Monday, November 3, 2008

Dalai Lama Hints Shift in Tibetan Strategy


After a lifelong struggle to seek an amicable middle path of regional autonomy with Beijing the Dalai Lama said Sunday his faith in ongoing negotiations was shrinking and added that the situation in Tibet is deteriorating, the exiled spiritual leader was speaking to the media in Tokyo.

Exiled Tibetans seek autonomy that would allow them to freely practice their culture, language and religion. With China repeatedly stonewalling Tibetan efforts the Dalai Lama has grown increasingly frustrated and vocal about the lack of progress, despite the departure of two of his envoys for new talks with China last week.

"Now my faith in the Chinese government is becoming thinner, thinner, thinner," he was quoted as saying by the Associated Press on Sunday.

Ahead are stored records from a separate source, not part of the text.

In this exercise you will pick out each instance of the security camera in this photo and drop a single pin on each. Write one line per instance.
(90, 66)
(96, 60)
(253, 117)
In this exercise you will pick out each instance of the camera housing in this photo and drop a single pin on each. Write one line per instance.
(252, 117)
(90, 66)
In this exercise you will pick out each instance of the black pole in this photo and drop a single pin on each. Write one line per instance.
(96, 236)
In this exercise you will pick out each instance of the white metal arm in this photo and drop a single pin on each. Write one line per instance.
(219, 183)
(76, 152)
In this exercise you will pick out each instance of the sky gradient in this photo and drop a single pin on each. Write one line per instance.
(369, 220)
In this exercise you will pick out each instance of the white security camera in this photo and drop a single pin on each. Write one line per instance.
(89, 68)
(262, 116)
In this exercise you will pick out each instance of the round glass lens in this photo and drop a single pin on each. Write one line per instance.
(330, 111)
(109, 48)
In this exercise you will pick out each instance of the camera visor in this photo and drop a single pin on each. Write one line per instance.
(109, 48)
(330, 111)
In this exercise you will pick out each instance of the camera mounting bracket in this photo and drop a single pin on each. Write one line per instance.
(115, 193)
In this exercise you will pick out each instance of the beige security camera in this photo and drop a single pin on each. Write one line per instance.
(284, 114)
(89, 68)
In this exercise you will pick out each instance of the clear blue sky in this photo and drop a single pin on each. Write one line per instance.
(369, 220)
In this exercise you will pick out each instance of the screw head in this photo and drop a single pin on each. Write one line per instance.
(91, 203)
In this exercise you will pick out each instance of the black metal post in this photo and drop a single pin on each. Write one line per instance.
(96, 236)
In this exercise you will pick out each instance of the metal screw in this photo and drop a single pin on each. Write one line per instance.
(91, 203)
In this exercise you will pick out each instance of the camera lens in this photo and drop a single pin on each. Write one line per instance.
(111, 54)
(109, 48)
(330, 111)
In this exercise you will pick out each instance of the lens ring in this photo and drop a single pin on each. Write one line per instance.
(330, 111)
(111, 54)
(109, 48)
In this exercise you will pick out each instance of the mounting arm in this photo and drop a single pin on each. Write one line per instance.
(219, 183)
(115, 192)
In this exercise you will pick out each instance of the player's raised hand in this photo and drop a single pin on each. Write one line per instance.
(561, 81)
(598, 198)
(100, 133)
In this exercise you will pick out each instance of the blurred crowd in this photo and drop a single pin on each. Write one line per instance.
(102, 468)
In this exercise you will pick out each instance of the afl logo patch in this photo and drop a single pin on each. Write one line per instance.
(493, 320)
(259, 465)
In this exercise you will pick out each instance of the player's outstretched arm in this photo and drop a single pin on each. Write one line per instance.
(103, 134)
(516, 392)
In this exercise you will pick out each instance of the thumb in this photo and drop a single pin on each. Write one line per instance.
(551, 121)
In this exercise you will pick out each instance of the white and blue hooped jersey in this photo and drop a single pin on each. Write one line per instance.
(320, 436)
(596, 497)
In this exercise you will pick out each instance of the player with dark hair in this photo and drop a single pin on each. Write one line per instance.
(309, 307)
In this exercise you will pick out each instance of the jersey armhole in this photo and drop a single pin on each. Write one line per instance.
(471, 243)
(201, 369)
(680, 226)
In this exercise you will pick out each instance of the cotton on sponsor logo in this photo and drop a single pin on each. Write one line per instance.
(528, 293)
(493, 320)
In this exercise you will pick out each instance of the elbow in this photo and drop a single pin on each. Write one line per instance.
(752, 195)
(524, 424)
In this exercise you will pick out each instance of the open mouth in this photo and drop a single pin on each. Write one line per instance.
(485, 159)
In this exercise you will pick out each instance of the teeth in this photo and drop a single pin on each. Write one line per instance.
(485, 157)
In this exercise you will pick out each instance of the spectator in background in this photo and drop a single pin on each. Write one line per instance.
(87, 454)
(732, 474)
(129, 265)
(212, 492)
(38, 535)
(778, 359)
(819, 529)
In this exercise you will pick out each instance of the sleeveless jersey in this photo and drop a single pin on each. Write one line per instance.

He added that conditions in Tibet were going from bad to worse despite his efforts to negotiate with Beijing.

"Inside Tibet, the situation is worse," he said.

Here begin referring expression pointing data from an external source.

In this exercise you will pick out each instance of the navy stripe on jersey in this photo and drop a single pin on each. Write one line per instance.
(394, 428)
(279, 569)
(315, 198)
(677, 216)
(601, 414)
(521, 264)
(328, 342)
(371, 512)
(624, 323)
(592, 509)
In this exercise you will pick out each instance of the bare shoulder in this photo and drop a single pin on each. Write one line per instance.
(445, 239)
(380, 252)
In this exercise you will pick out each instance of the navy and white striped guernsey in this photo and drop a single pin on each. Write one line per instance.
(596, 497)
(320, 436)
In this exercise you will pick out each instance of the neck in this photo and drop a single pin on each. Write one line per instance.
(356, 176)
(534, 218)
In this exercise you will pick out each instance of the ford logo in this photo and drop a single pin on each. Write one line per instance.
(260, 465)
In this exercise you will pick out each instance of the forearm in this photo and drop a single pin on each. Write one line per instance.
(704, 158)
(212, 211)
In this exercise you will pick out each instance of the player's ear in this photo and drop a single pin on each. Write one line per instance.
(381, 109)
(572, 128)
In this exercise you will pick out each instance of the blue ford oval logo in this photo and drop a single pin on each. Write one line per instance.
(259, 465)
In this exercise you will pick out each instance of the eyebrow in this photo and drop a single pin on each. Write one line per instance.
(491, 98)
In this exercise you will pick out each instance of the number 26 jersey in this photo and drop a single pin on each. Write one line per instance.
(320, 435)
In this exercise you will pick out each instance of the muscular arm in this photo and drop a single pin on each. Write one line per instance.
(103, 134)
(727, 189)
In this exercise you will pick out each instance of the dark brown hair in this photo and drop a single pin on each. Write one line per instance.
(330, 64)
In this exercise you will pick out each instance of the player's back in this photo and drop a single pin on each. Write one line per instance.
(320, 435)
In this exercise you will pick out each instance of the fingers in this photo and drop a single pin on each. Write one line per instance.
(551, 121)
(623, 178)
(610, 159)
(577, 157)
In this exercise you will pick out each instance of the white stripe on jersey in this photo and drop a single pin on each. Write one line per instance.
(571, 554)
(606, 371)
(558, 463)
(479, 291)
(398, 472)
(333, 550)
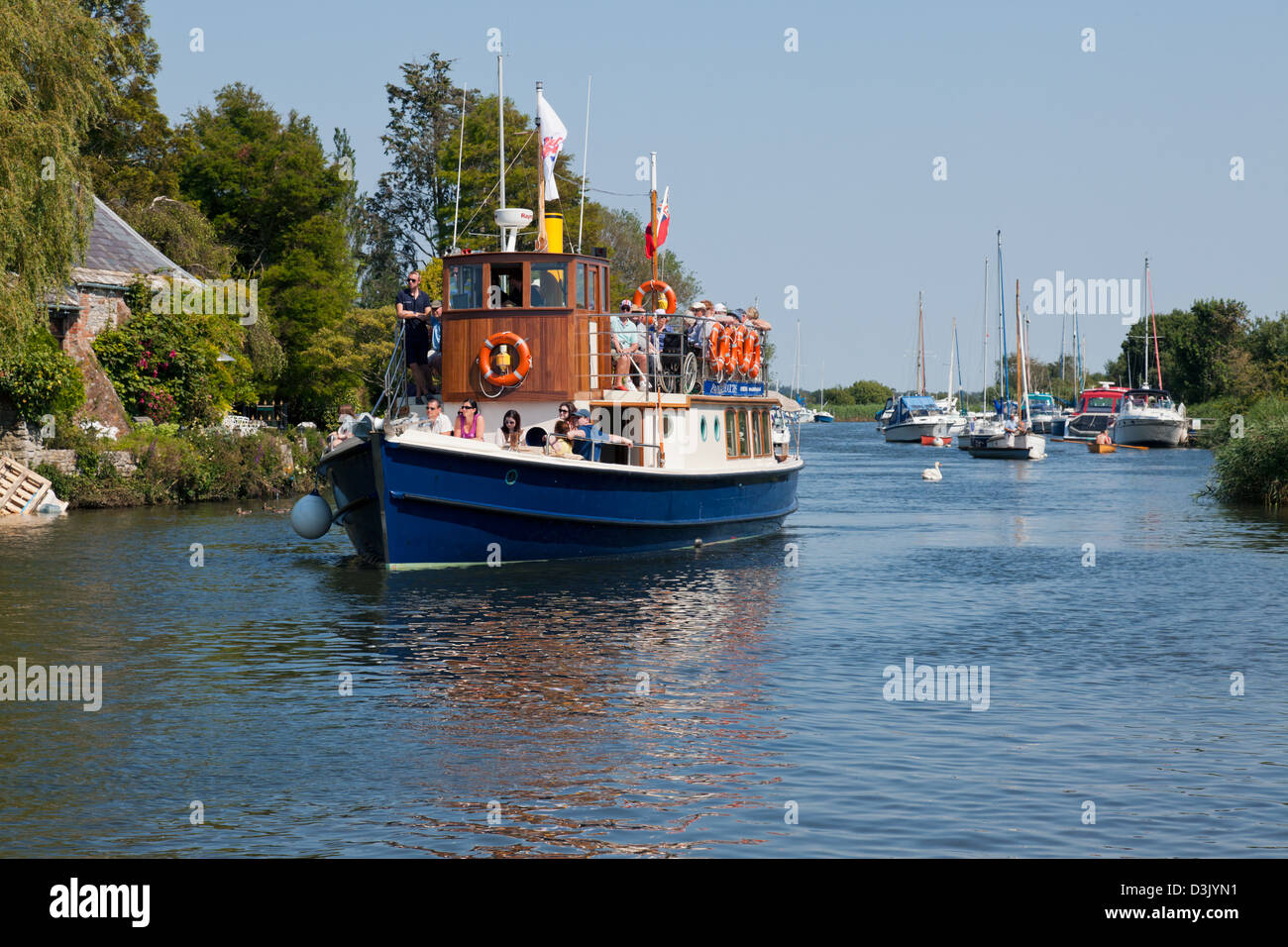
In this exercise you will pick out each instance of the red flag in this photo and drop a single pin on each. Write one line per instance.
(664, 219)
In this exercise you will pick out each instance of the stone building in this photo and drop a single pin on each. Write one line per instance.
(95, 300)
(115, 258)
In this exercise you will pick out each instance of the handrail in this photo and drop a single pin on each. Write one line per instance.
(395, 376)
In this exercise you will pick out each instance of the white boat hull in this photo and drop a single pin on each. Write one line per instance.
(912, 432)
(1149, 432)
(1003, 447)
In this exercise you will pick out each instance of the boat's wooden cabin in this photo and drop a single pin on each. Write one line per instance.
(555, 302)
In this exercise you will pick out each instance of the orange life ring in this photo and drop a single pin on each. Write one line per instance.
(713, 347)
(726, 350)
(750, 352)
(738, 352)
(655, 286)
(515, 375)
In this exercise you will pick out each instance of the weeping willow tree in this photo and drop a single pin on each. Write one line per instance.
(53, 86)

A symbol of perseverance the monk is in Japan to deliver a series of lectures to students and fellow Buddhists. Though friendly towards the monk, Japan, despite the Dalai’s repeated visits to the country, is in no mood to disturb a precarious regional balance by holding official meetings with him.

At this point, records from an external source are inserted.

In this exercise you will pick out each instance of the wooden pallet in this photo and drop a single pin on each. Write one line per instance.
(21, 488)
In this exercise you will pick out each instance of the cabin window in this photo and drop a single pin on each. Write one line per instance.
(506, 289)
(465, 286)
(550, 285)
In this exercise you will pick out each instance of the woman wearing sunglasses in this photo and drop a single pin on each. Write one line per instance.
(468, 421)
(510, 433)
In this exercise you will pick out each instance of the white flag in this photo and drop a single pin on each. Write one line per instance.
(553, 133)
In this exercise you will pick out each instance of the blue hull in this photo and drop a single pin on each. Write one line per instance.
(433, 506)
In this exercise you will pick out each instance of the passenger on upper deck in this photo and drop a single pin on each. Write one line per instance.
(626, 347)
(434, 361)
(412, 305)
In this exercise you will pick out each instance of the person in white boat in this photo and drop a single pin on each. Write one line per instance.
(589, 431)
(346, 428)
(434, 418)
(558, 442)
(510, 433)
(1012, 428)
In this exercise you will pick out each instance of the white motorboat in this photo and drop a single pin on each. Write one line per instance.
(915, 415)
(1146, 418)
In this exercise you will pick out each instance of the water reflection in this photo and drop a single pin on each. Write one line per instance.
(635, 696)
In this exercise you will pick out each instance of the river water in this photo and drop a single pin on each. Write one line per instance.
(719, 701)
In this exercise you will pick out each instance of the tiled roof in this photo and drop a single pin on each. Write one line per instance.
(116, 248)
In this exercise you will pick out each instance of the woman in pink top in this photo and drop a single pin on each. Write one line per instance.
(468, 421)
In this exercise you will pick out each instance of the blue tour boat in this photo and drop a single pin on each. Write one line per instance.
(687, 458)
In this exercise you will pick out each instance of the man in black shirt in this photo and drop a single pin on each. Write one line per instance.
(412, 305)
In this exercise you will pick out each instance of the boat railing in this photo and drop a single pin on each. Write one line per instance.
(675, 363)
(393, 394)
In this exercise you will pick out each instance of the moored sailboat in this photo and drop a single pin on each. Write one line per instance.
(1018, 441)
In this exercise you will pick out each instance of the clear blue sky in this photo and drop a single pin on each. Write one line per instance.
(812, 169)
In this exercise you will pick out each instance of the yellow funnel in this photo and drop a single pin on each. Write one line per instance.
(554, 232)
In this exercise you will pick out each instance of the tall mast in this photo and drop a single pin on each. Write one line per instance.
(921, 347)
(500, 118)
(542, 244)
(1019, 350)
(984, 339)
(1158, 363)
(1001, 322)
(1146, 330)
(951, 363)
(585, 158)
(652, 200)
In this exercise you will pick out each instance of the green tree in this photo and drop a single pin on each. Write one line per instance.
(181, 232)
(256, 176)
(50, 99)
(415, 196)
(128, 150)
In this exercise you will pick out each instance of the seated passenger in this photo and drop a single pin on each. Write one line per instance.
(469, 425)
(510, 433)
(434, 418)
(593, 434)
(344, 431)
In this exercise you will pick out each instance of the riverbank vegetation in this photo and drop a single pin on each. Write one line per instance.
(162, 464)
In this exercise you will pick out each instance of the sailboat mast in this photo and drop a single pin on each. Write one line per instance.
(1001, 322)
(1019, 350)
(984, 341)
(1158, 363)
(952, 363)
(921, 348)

The spiritual leader’s pronouncements follow similar statements he made in Dharmsala, Himachal Pradesh last week.

On the occasion he said, he had "given up" on persuading China to accept his middle path approach.

He also called a special meeting of Tibetan exile communities and political organizations due to take place later this month. Th convention may well turn out to be the venue of a marked shift in the Tibetan strategy for engaging Beijing, which has governed the Himalayan region since Communist troops occupied it in the 1950s.

The announcement of the current talks with Beijing came after he called for that meeting.

The Dalai Lama fled to India amid a failed uprising in 1959. Tibetan groups say the Chinese government cracked down on the region earlier this year killing 140 and detaining nearly a thousand others.